Il principio Venere nel trattato astrologico De Sphaera, associato ai segni della Bilancia e del Toro.

Storicamente il principio femminile non costituiva solo un connotato sessuale, ma anche un archetipo con sue proprie qualità, che nel dinamismo bipolare della filosofia cinese corrispondeva allo Yin, caratterizzato da un movimento centripeto ed implosivo, contrapposto allo Yang maschile, viceversa centrifugo ed espansivo.[6] Anche in Occidente, del resto, per il filosofo Scoto Eriugena la separazione dei sessi era stata originariamente un fatto cosmico,[7] che si era riflessa nella scissione umana tra maschio e femmina in conseguenza del peccato.[8]

Le caratteristiche femminili, associate a Venere, dea romana dell'amore, tradizionalmente vengono attribuite a grazia, bellezza e leggiadria,[9] oltre che a passività, duttilità,[10] resistenza ed introspezione,[6] al lato più oscuro, notturno e lunare della realtà (tipicamente sinistro ma corrispondente all'emisfero destro del cervello),[6] alla capacità ricettiva e accogliente propria di forme come la vulva, il calice o l'ampolla,[10] al sentimento, all'emotività,[11] al principio umido e fertile.[12]

Per Aristotele la femmina concorre alla riproduzione in maniera complementare al maschio, svolgendo un ruolo passivo con cui fornisce la potenzialità che attende di essere tradotta in atto.[13] Essa non offre soltanto il luogo di sviluppo del seme maschile, ma il suo mestruo costituisce anche la causa materiale del concepimento, di cui l'uomo è sprovvisto, ossia la componente corporea del nascituro.[14] In seguito, la filosofa medievale Ildegarda di Bingen descrive la sessualità femminile come più raffinata rispetto a quella maschile:

«Quando nel maschio si fa sentire l'impulso sessuale (libido), qualcosa comincia come a turbinare dentro di lui come un mulino, poiché i suoi fianchi sono come la fucina in cui il midollo invia il fuoco affinché venga trasmesso ai genitali del maschio facendolo bruciare […] Ma nella donna il piacere (delectatio) è paragonabile al Sole, che con dolcezza, lievemente e con continuità imbeve la terra del suo calore, affinché produca i frutti, perché se la bruciasse in continuazione nuocerebbe ai frutti più che favorirne la nascita.

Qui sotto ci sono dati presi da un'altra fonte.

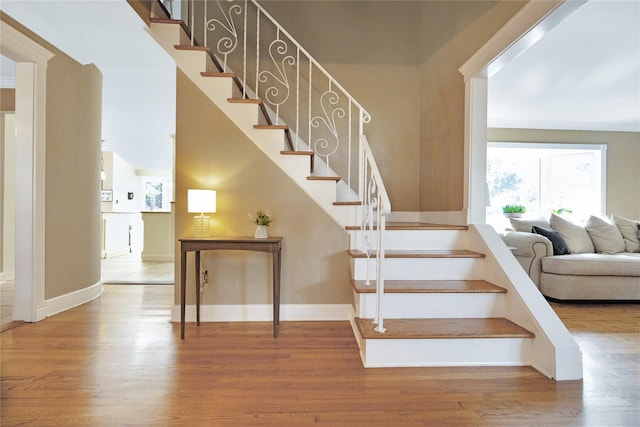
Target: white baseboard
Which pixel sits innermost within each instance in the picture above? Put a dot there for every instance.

Così nella donna il piacere con dolcezza, lievemente ma con continuità, produce calore, affinché essa possa concepire e partorire, perché se bruciasse sempre per il piacere non sarebbe adatta a concepire e generare. Perciò, quando il piacere si manifesta nella donna, è più sottile che nell'uomo, perché il suo fuoco non arde in essa con la stessa forza che nell'uomo.»

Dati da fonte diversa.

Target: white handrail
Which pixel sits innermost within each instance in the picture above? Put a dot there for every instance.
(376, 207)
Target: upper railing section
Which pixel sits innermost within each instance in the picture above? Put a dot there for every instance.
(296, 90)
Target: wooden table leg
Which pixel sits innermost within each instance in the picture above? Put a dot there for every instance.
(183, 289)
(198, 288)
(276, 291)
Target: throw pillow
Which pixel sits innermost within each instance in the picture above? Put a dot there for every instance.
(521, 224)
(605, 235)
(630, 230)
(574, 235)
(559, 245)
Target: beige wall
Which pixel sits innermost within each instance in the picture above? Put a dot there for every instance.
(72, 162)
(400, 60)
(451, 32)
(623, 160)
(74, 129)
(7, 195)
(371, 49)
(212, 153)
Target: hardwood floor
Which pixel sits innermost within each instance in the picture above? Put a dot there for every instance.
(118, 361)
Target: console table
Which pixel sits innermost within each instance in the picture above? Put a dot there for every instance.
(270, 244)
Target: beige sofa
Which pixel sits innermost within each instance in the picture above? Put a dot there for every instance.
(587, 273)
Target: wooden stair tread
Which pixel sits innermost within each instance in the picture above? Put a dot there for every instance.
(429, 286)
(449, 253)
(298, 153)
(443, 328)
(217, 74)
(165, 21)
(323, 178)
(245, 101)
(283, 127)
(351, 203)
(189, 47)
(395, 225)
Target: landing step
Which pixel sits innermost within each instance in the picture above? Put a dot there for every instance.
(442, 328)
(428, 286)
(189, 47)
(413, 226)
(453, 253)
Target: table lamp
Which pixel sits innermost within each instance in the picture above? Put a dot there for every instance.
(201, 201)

Tra i quattro elementi della dottrina ermetica ed alchemica, che ricercava nel rebis androgino il ricongiungimento filosofico dei due sessi,[16] sono considerati femminili l'acqua e la terra.[17] La passività della femmina, contrapposta alla qualità attiva del maschio,[18] denota anche i segni di terra e d'acqua dell'astrologia occidentale,[19] oltre ad essere attribuita alla Luna, al pianeta Venere, al mercurio, all'uovo informe primordiale, alla Madre Terra (contrapposta al Cielo paterno),[20][21] all'energia orizzontale contrapposta alla verticalità maschile.[22]
Nel Faust di Goethe, il Coro Mistico alla fine dell'opera invoca l'«eterno femminile» (Ewigweibliche) quale metafora dell'anima che fa da mediatrice verso lo spirito paterno.[5]

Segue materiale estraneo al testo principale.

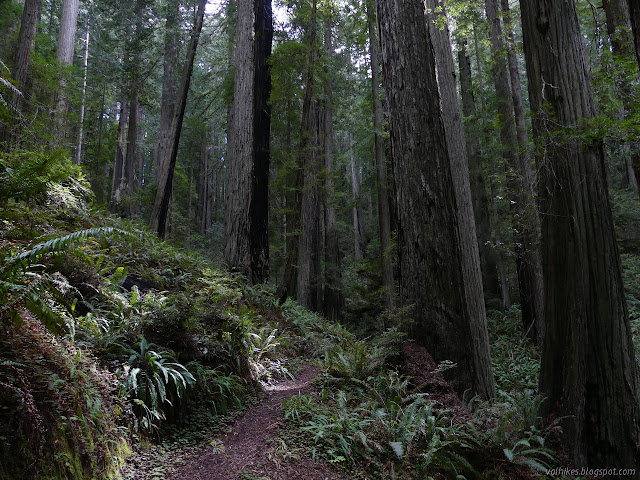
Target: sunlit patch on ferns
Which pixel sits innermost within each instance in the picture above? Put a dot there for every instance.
(25, 284)
(152, 379)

Secondo il filosofo austriaco Sigmund Freud, il processo di costruzione dell'identità sessuale della figlia femmina sarebbe speculare a quello del maschio, passando attraverso varie fasi psichiche di cui le principali sono il complesso di Edipo, che i seguaci freudiani cercarono di rinominare complesso di Elettra, e l'invidia del pene, corrispondente all'angoscia maschile di castrazione, che la bambina vivrebbe al rovescio come una sorta di «evirazione» già avvenuta.[23]

Nella psicologia analitica di Jung, nella femmina è presente una controparte maschile da lui denominata «Animus», un archetipo dell'inconscio collettivo, che la donna dovrebbe cercare di integrare nel suo processo di individuazione verso la completezza di . Mentre il contatto con l'Animus, da un lato, consente di sviluppare capacità di pensiero e di discernimento legate al logos, altrimenti represse, un suo eccesso negativo potrebbe dar luogo a spirito polemico, generalizzazioni stereotipate, testardaggine.[24] Il complementare femminino nell'uomo è invece chiamato «Anima».[21]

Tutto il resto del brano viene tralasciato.